Step-by-Step: How to Get Registered with FINTRAC
Step 1. Scope your activities and corporate footprint
Decide which MSB activities you’ll offer and whether you’ll operate as a Canadian entity (MSB) or a foreign entity (FMSB) serving Canadians. (Foreign firms can register as FMSBs.).
Step 2. Build your AML/ATF Compliance Programme (“five pillars”)
Before applying, implement a programme that includes:
- Appointed compliance officer with authority to run the programme
- Written policies & procedures (KYC/CDD, monitoring, recordkeeping, reporting)
- Documented risk assessment (money-laundering/TF risks for your products, delivery channels, geographies, customers)

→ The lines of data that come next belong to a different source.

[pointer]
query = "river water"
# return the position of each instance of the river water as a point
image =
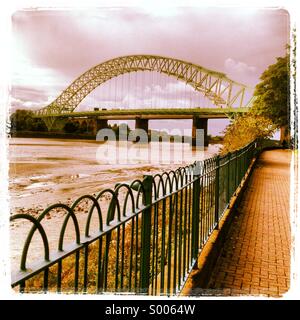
(46, 171)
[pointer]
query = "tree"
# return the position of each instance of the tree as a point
(244, 129)
(272, 95)
(23, 120)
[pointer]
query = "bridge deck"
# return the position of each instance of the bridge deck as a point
(153, 113)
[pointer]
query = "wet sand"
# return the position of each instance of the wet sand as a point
(47, 171)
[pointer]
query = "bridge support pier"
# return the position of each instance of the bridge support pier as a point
(199, 123)
(100, 124)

- Ongoing training for relevant staff
- Independent effectiveness review (periodic).
Step 3. Submit the FINTRAC registration
Start by completing FINTRAC’s online pre-registration form; FINTRAC will contact you and provide the full registration form. You’ll disclose business details, ownership, MSB activities, and compliance contacts.
Step 4. If applicable, obtain Québec’s MSB licence
If you operate in Québec, apply for the provincial Money-Services Business licence (Form SM-3-V) with Revenu Québec.

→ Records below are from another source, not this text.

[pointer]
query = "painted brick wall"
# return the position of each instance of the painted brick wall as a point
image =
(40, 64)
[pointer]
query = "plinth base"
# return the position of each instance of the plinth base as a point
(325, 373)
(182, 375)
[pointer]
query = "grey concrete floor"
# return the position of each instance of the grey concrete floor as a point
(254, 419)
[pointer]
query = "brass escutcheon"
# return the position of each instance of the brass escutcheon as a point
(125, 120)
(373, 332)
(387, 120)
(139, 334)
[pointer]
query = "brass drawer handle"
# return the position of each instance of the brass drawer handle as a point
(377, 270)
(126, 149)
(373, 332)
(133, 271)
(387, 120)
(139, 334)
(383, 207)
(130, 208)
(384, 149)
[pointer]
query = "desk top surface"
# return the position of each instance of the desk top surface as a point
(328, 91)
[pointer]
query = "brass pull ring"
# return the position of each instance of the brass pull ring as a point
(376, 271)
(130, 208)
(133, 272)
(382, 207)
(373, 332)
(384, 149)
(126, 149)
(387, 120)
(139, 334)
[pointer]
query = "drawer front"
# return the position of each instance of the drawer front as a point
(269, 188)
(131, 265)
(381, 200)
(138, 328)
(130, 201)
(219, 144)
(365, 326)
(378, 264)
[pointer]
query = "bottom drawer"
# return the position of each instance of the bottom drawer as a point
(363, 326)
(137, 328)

What Ongoing Compliance Looks Like After Registration
Once registered, ongoing obligations include:
- Transaction reporting to FINTRAC (e.g., Suspicious Transaction Reports; Large Cash Transaction Reports; Electronic Funds Transfer Reports; Large Virtual Currency Transaction Reports). The 24-hour rule may require aggregating related transactions.
- Recordkeeping (including copies of certain reports) and KYC/CDD standards.
- Travel rule for EFTs and virtual currency transfers (sender/recipient info must “travel” with the transfer).
- Programme maintenance: training, monitoring, and periodic independent reviews.
Renewal: How Long the Registration Lasts
Your FINTRAC MSB/FMSB registration is valid for two years. You must renew before expiry (FINTRAC provides forms and guidance; if you submit a renewal that’s still being processed past the date, you remain “Registered” in the public registry). Keep your information current and respond to any clarification requests, or your registration can be expired or revoked.
Why This Matters for Fintech Startups
- Banking access & partnerships: Banks and counterparties expect FINTRAC registration (and Québec’s licence where relevant).
- Regulatory clarity: The MSB framework gives a clear baseline to scale compliantly. FINTRAC publishes sector guidance, updates, and modernisation notes.
- Trust & credibility: Being listed in the MSB Registry is public and verifiable by customers and partners.
Frequently Asked Questions
Not exactly. Federal FINTRAC registration is mandatory for MSBs/FMSBs; Québec also requires a provincial MSB licence. Other provinces generally don’t, but always confirm your footprint.
No. Foreign MSBs serving Canadians must register as FMSBs.
Suspicious transactions, large cash, EFT, and large virtual currency transactions; apply the 24-hour rule where required.
Every two years, before your expiry date.
The RPAA covers retail payment service providers (PSPs). It’s separate from MSB rules; some businesses may fall under both depending on services.
Practical Launch Checklist
- Map your activities (FX, remittance, money orders, virtual currency).
- Choose MSB (Canada) or FMSB (foreign) route.
- Build your AML/ATF programme (officer, P&Ps, risk assessment, training, independent review).
- Pre-register with FINTRAC; complete full registration package.
- If operating in Québec, apply for MSB provincial licence (SM-3-V).
- Implement reporting (STRs, LCTRs, EFTRs, LVCTRs), recordkeeping, travel-rule controls.
- Calendar your 2-year renewal and internal programme reviews.
Conclusion
For fintechs handling FX, remittance, money orders, or crypto in/into Canada, treating the “MSB license” as FINTRAC registration + any required provincial licence(s) is essential. With a risk-based AML programme, robust reporting/recordkeeping, and on-time renewals, you’ll have the regulatory foundation to grow—and the credibility banks and partners look for.